It does in fact prevent infection you have misunderstood.
It very clearly prevents infection incredibly well, proof of that in the real world is exactly why there is excitement over this drug.
It also sounds as though you misunderstood the mechanism, it interferes in both an early and a late step in the viral process, there no theoretical reason to describe it as "not interfering with infection".
From what I read, it interferes with capsid formation. Since HIV is a retrovirus, by the time capsid formation is happening it has already integrated itself with the host cell’s DNA.
That implies that as long as the drug is present, the virus won’t be able to replicate, however as soon as the drug is no longer present the virus will start replicating. Because the cell has been infected.

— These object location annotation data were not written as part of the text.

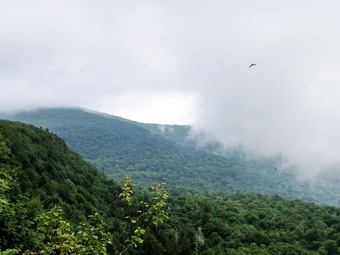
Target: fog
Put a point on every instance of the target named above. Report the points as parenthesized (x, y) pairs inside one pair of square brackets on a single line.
[(186, 62)]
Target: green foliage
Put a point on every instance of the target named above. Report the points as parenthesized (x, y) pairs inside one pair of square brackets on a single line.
[(145, 214), (152, 152), (60, 237), (39, 171)]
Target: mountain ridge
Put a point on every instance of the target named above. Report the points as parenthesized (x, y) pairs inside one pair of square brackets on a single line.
[(118, 146)]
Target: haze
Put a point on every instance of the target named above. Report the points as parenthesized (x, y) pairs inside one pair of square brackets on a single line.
[(186, 62)]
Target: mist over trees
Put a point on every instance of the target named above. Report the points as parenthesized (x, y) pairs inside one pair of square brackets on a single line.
[(39, 171)]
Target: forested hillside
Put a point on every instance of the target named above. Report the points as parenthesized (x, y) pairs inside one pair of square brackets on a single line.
[(37, 171), (151, 152)]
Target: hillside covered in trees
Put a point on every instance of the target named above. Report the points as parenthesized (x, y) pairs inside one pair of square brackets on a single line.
[(53, 202), (149, 153)]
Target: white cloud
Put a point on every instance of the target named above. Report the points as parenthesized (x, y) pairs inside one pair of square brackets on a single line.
[(180, 61)]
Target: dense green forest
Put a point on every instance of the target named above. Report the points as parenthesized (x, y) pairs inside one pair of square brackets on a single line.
[(53, 202), (152, 152)]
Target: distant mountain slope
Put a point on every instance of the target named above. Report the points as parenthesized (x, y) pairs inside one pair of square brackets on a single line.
[(54, 174), (119, 147)]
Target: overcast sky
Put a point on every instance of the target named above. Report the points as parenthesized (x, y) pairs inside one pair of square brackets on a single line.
[(186, 62)]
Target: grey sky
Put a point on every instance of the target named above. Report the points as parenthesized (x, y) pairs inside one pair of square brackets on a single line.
[(186, 62)]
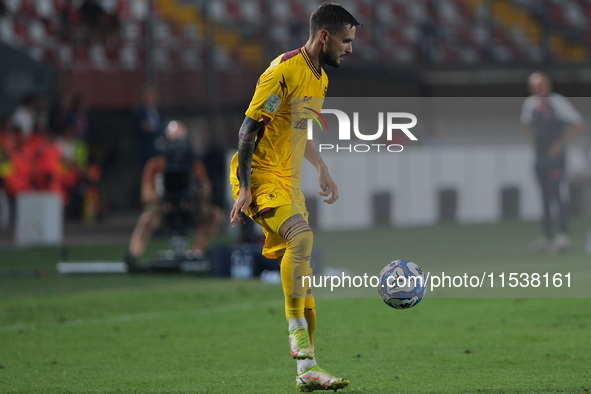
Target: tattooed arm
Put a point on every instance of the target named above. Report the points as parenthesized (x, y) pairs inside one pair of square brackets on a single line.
[(246, 141)]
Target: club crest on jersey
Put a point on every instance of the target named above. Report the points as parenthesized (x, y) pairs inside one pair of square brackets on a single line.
[(271, 196), (272, 103)]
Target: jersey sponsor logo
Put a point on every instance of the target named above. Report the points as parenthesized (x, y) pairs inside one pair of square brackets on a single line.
[(272, 103), (301, 124), (271, 196)]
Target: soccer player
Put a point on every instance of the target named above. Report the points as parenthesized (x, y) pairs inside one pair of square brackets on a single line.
[(265, 173), (550, 121)]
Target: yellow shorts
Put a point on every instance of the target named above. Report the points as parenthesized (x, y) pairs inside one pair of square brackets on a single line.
[(272, 204)]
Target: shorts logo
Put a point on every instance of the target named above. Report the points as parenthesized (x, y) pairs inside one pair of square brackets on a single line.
[(272, 103)]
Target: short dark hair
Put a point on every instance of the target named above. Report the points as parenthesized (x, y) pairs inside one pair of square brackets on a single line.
[(332, 17)]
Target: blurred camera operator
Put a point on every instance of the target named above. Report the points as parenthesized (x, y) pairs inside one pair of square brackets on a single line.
[(168, 191)]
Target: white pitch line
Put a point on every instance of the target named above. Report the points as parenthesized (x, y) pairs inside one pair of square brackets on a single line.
[(143, 316)]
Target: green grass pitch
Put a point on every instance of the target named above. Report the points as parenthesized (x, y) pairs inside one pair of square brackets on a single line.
[(185, 334)]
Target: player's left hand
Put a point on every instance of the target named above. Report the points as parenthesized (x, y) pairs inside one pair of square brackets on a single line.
[(328, 188)]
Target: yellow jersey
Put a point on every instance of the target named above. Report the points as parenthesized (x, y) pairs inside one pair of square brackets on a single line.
[(280, 145)]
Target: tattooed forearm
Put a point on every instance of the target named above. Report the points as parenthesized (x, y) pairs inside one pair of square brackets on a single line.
[(246, 142)]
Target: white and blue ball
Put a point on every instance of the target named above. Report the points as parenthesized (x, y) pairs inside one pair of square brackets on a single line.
[(402, 284)]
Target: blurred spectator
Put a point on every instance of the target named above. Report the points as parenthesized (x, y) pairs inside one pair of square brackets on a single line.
[(24, 116), (76, 116), (100, 23), (147, 125), (32, 115), (59, 113), (550, 121), (212, 211), (79, 179), (5, 170)]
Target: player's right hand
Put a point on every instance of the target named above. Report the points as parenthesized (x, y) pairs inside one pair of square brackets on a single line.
[(242, 202)]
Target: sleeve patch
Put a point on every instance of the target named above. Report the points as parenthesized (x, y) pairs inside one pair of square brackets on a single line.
[(272, 103)]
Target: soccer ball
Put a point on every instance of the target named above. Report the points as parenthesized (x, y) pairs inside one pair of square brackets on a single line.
[(402, 284)]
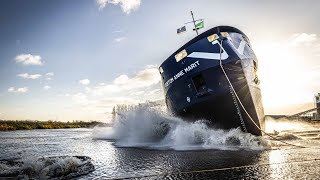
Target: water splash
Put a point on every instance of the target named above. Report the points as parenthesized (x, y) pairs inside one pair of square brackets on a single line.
[(149, 128)]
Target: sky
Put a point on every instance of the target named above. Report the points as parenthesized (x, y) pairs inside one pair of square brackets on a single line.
[(75, 60)]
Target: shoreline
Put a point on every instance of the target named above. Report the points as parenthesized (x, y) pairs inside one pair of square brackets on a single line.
[(13, 125)]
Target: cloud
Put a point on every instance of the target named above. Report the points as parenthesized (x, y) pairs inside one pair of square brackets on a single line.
[(46, 87), (127, 6), (84, 82), (50, 74), (80, 98), (29, 76), (28, 59), (303, 39), (120, 39), (18, 90), (142, 79)]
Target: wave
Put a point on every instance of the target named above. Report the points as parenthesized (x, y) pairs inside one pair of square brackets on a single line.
[(60, 167), (150, 128)]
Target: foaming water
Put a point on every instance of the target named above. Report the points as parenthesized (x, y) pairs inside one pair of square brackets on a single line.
[(148, 128), (285, 125)]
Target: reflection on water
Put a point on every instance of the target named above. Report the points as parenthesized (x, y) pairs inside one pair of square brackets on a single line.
[(154, 146), (276, 157)]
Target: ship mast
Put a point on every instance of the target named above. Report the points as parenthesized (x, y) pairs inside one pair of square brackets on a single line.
[(194, 23)]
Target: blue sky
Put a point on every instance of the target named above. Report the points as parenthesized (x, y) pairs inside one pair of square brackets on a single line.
[(67, 60)]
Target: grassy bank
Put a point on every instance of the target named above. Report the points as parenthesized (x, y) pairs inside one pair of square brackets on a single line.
[(10, 125)]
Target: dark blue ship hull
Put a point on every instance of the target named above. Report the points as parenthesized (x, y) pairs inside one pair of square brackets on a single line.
[(195, 86)]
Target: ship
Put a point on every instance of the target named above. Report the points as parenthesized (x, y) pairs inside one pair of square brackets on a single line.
[(214, 77)]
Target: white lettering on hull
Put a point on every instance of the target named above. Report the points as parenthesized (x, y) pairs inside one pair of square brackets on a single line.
[(182, 73)]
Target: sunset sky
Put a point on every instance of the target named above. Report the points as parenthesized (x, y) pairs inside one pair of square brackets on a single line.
[(75, 60)]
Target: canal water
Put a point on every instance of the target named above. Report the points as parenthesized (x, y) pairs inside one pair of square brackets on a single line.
[(151, 145)]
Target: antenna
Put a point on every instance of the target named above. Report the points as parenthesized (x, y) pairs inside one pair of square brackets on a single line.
[(194, 23)]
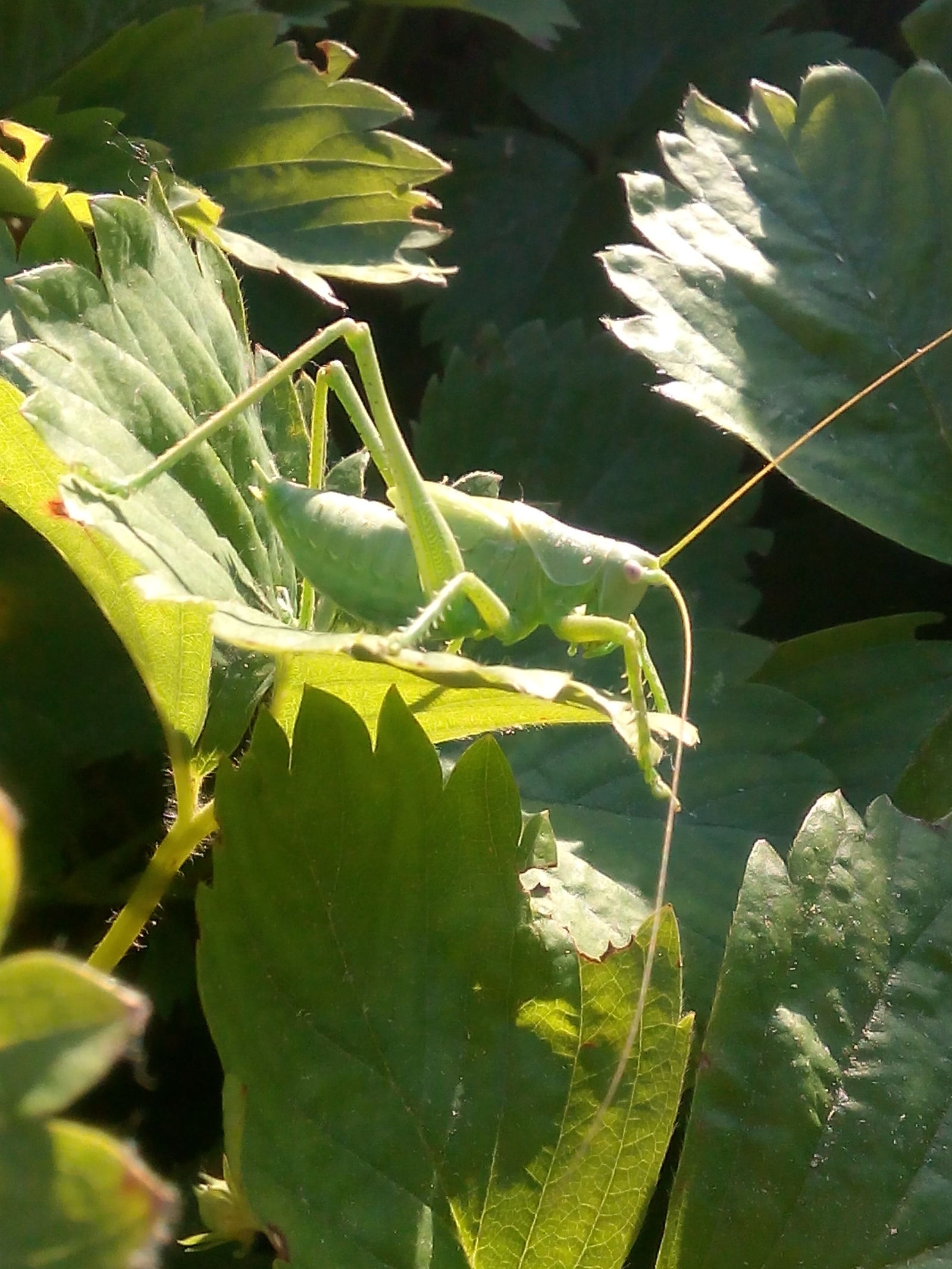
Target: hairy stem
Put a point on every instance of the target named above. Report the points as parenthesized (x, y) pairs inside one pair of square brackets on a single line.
[(188, 832)]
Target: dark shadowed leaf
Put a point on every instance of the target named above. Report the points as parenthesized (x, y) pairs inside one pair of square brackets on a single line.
[(747, 778), (421, 1066), (825, 1077), (538, 21), (527, 206), (881, 694), (795, 256), (121, 367)]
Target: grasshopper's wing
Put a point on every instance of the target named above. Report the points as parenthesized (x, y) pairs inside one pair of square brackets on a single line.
[(569, 557)]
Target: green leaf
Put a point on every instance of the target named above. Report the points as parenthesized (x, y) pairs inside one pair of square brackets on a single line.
[(122, 367), (56, 235), (879, 691), (62, 1026), (70, 701), (825, 1077), (565, 418), (531, 206), (748, 778), (75, 1197), (169, 643), (70, 1196), (451, 695), (69, 32), (436, 1050), (311, 183), (784, 277)]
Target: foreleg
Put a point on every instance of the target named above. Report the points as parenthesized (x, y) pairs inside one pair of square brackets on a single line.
[(584, 628)]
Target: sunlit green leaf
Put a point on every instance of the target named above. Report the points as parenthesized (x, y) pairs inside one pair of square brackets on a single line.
[(421, 1071), (70, 1196), (62, 1026), (749, 777), (311, 183), (825, 1077), (451, 695), (795, 256), (75, 1197), (169, 643), (10, 863)]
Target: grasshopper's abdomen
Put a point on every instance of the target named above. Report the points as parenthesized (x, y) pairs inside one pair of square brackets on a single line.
[(356, 552)]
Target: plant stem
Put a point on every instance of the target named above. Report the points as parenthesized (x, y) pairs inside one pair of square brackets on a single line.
[(186, 834)]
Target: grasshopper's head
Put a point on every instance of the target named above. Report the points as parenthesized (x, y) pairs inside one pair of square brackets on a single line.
[(626, 576)]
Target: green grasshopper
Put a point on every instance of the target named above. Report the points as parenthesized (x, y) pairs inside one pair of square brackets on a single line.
[(450, 565), (443, 564)]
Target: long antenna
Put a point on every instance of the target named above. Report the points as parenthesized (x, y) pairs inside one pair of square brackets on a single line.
[(673, 806), (801, 441), (650, 953)]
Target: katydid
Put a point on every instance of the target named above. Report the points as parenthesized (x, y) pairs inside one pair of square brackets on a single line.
[(443, 564), (449, 565)]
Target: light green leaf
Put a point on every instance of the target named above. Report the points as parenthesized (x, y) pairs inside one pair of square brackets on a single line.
[(42, 39), (62, 1026), (10, 863), (825, 1077), (70, 1196), (169, 643), (421, 1066), (880, 693), (785, 274), (75, 1197), (311, 183), (451, 695), (928, 32)]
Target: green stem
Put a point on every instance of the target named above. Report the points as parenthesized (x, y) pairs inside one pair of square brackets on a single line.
[(317, 468), (187, 833)]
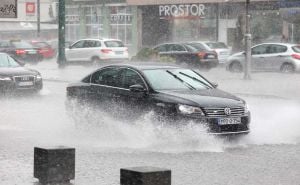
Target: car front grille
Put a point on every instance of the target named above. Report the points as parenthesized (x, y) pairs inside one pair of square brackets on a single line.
[(220, 112)]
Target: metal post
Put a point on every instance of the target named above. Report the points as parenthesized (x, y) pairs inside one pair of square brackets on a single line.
[(61, 59), (247, 68), (38, 19)]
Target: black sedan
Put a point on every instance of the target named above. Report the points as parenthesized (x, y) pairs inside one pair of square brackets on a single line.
[(170, 91), (16, 78)]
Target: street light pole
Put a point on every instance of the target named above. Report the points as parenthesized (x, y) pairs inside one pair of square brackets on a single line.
[(247, 37), (61, 59)]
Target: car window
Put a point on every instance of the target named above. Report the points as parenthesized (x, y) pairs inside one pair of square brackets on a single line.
[(107, 76), (276, 49), (130, 77), (113, 44), (161, 48), (97, 44), (216, 45), (4, 44), (176, 47), (181, 81), (21, 44), (78, 44), (261, 49), (89, 44), (296, 49), (7, 61)]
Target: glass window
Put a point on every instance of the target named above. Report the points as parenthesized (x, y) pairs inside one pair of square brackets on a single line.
[(79, 44), (7, 61), (176, 47), (129, 78), (107, 76), (113, 44), (261, 49), (179, 79), (276, 49)]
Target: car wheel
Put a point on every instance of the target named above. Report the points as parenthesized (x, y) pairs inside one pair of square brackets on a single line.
[(287, 68), (95, 61), (236, 67)]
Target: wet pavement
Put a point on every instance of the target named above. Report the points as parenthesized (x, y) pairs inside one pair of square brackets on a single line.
[(268, 155)]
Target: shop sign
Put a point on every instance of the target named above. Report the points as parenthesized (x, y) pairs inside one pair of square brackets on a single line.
[(183, 10), (8, 9), (120, 18), (30, 8)]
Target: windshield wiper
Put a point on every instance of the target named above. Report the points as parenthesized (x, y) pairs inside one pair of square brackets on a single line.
[(191, 77), (175, 76)]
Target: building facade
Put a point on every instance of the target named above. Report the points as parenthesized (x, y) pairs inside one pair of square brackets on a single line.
[(147, 23)]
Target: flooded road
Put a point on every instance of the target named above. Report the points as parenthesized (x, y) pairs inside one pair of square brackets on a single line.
[(268, 155)]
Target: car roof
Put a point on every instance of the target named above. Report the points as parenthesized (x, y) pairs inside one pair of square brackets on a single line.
[(145, 65)]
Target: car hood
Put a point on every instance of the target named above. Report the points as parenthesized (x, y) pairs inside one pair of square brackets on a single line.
[(205, 98), (15, 71)]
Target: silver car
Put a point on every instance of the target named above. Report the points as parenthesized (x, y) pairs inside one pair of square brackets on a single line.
[(268, 57)]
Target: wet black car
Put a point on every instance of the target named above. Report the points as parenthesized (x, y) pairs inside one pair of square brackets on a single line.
[(170, 91), (21, 50), (16, 78)]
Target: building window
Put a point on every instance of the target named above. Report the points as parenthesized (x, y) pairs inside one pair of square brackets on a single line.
[(121, 23)]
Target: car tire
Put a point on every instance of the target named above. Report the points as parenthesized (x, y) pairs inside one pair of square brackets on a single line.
[(236, 67), (287, 68), (95, 61)]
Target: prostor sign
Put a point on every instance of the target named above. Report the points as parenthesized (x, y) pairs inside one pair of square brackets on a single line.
[(182, 10)]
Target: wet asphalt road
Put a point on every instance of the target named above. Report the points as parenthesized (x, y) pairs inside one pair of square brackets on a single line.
[(269, 155)]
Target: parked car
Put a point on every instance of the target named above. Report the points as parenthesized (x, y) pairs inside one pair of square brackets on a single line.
[(186, 53), (44, 48), (268, 57), (14, 77), (96, 50), (183, 95), (21, 50), (220, 48)]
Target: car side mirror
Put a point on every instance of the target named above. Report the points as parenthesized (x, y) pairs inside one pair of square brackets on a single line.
[(215, 84), (137, 88)]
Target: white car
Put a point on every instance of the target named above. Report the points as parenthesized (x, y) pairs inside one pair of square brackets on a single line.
[(96, 50), (220, 48)]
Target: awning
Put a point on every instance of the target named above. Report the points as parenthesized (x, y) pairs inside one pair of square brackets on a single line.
[(26, 26)]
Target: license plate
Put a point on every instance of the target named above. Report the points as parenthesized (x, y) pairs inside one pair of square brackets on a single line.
[(31, 52), (25, 83), (229, 121), (119, 52)]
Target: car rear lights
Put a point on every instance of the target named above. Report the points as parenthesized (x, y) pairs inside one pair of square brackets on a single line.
[(296, 56), (106, 50), (20, 52)]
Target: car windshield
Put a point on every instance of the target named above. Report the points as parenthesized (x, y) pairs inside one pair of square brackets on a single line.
[(175, 79), (216, 45), (113, 44), (7, 61), (296, 49), (21, 44)]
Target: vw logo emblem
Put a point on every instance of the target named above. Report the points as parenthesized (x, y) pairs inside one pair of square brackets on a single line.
[(227, 111)]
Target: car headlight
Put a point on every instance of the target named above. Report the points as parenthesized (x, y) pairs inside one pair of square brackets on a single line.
[(38, 77), (187, 109), (5, 78)]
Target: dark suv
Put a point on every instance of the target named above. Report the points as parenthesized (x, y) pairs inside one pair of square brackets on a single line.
[(187, 53), (21, 50)]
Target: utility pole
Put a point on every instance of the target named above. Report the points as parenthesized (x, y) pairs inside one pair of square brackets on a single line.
[(61, 59), (38, 19), (247, 38)]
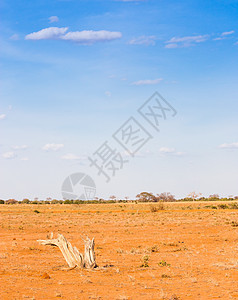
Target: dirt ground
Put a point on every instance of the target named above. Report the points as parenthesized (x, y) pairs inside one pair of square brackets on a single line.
[(191, 252)]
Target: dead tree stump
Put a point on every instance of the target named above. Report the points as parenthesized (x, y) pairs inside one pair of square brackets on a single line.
[(71, 254)]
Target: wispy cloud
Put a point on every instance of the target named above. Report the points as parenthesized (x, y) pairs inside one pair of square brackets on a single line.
[(85, 37), (24, 158), (71, 156), (9, 155), (227, 33), (229, 146), (131, 0), (14, 37), (224, 35), (52, 147), (166, 150), (186, 41), (20, 147), (143, 40), (147, 81), (51, 33), (108, 93), (53, 19)]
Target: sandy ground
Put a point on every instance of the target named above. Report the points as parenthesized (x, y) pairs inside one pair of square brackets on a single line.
[(192, 252)]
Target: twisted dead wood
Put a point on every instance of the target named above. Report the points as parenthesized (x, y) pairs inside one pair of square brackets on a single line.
[(71, 254)]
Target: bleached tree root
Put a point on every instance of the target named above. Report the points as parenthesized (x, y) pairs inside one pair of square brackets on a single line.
[(71, 254)]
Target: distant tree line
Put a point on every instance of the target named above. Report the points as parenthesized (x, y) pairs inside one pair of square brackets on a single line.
[(142, 197)]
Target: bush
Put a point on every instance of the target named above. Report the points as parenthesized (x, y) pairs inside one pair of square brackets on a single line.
[(25, 201), (11, 201), (68, 201)]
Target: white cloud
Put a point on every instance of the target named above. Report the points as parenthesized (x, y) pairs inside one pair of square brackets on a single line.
[(85, 37), (71, 156), (52, 147), (224, 35), (229, 146), (147, 81), (108, 94), (89, 36), (50, 33), (21, 147), (228, 32), (186, 41), (219, 39), (131, 0), (14, 37), (166, 150), (9, 155), (53, 19), (143, 40)]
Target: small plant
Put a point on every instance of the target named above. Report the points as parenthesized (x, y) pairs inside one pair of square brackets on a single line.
[(145, 262), (222, 206), (174, 297), (154, 248), (234, 206), (163, 263), (165, 276), (234, 224), (153, 208)]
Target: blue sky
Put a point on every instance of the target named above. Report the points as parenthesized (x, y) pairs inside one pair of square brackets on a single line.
[(72, 72)]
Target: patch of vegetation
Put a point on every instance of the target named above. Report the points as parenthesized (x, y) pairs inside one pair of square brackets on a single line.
[(163, 263), (234, 224), (223, 206), (145, 262), (165, 276)]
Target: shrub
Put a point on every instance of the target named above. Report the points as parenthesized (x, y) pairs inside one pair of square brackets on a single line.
[(11, 201), (25, 201), (145, 262), (222, 206)]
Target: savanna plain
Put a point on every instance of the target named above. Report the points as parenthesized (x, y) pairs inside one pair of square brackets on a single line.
[(144, 251)]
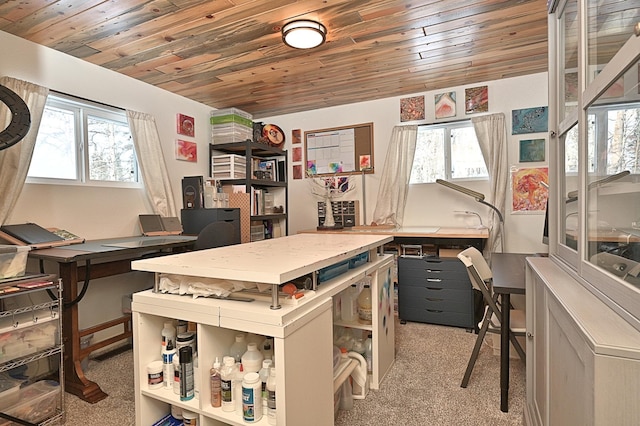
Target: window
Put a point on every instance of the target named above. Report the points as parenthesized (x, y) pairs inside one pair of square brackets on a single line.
[(80, 142), (447, 151)]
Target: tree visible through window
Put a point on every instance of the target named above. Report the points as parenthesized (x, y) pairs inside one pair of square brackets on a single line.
[(447, 151), (82, 142)]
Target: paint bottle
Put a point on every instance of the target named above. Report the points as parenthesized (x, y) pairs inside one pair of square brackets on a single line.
[(251, 398), (154, 374), (168, 333), (214, 378), (227, 376), (264, 376), (271, 395), (252, 359), (186, 374), (237, 389), (189, 418), (176, 374), (168, 353), (238, 348)]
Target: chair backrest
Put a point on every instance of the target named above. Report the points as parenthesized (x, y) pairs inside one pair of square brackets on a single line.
[(473, 256), (217, 234), (480, 275)]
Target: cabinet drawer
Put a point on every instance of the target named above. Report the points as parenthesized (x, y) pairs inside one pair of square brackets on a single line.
[(430, 263), (436, 299), (420, 275), (434, 282), (434, 316)]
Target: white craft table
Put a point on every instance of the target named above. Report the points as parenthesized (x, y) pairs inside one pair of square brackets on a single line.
[(302, 329)]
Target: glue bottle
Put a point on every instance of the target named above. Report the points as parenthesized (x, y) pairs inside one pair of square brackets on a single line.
[(168, 353), (214, 375)]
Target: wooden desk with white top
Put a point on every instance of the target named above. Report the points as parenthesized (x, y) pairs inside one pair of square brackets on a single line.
[(302, 329), (439, 236)]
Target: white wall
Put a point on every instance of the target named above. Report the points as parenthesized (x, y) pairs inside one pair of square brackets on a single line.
[(427, 204), (97, 212)]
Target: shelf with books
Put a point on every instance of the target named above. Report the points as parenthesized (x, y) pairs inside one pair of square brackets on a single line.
[(264, 182)]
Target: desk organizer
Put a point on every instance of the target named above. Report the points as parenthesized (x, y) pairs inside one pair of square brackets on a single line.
[(13, 260)]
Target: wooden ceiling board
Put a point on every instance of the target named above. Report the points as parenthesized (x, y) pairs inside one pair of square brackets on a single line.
[(229, 53)]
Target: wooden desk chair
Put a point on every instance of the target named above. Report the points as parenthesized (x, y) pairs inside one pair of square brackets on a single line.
[(217, 234), (481, 276)]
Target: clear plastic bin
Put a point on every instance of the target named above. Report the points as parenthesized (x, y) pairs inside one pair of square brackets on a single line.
[(37, 402)]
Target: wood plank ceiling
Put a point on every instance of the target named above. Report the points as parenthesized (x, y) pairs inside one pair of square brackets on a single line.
[(229, 53)]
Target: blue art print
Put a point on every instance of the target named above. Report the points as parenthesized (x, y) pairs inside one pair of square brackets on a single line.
[(529, 120)]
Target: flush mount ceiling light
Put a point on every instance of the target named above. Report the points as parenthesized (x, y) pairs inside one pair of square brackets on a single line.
[(304, 34)]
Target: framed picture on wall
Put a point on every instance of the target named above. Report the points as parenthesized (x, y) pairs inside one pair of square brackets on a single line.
[(531, 150)]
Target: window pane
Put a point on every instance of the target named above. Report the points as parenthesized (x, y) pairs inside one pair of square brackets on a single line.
[(111, 154), (55, 153), (429, 159), (466, 157)]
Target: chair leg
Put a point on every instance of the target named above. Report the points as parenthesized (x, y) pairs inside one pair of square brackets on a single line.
[(518, 347), (476, 348)]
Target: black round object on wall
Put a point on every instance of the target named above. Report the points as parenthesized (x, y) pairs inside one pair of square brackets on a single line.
[(20, 118)]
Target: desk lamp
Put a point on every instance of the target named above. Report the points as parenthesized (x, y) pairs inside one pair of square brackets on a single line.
[(479, 198)]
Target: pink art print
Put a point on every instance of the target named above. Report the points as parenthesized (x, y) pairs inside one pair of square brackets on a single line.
[(186, 125), (529, 194), (186, 151)]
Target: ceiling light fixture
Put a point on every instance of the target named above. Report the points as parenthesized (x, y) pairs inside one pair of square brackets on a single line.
[(304, 34)]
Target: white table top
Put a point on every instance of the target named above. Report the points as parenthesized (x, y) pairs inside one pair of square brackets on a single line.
[(272, 261)]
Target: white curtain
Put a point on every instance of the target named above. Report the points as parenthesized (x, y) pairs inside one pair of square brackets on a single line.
[(152, 165), (492, 136), (15, 160), (394, 183)]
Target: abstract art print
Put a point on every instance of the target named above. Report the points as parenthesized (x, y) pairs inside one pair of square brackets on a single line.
[(529, 194), (529, 120), (531, 150), (476, 99), (445, 105), (186, 151), (412, 108), (186, 125)]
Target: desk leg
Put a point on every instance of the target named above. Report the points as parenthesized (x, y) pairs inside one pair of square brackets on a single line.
[(504, 353), (74, 380)]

Of course, the illness cannot get worse without the virus first infecting a cell, and then replicating in that cell to infect other cells in the body, and then potentially infecting other hosts; that is how a virus works, right?
Now, if replication is stopped, AND the body is able to destroy the first infected cell, then the patient is cured, but otherwise?
I guess that even if the body's immune system cannot get rid of that "patient cell zero", it is quite possible that a 6 month period is enough for the cell to die from the virus.
I do not have any medical training though, so please correct me if I am wrong.
It very clearly prevents infection incredibly well, proof of that in the real world is exactly why there is excitement over this drug.
It also sounds as though you misunderstood the mechanism, it interferes in both an early and a late step in the viral process, there no theoretical reason to describe it as "not interfering with infection".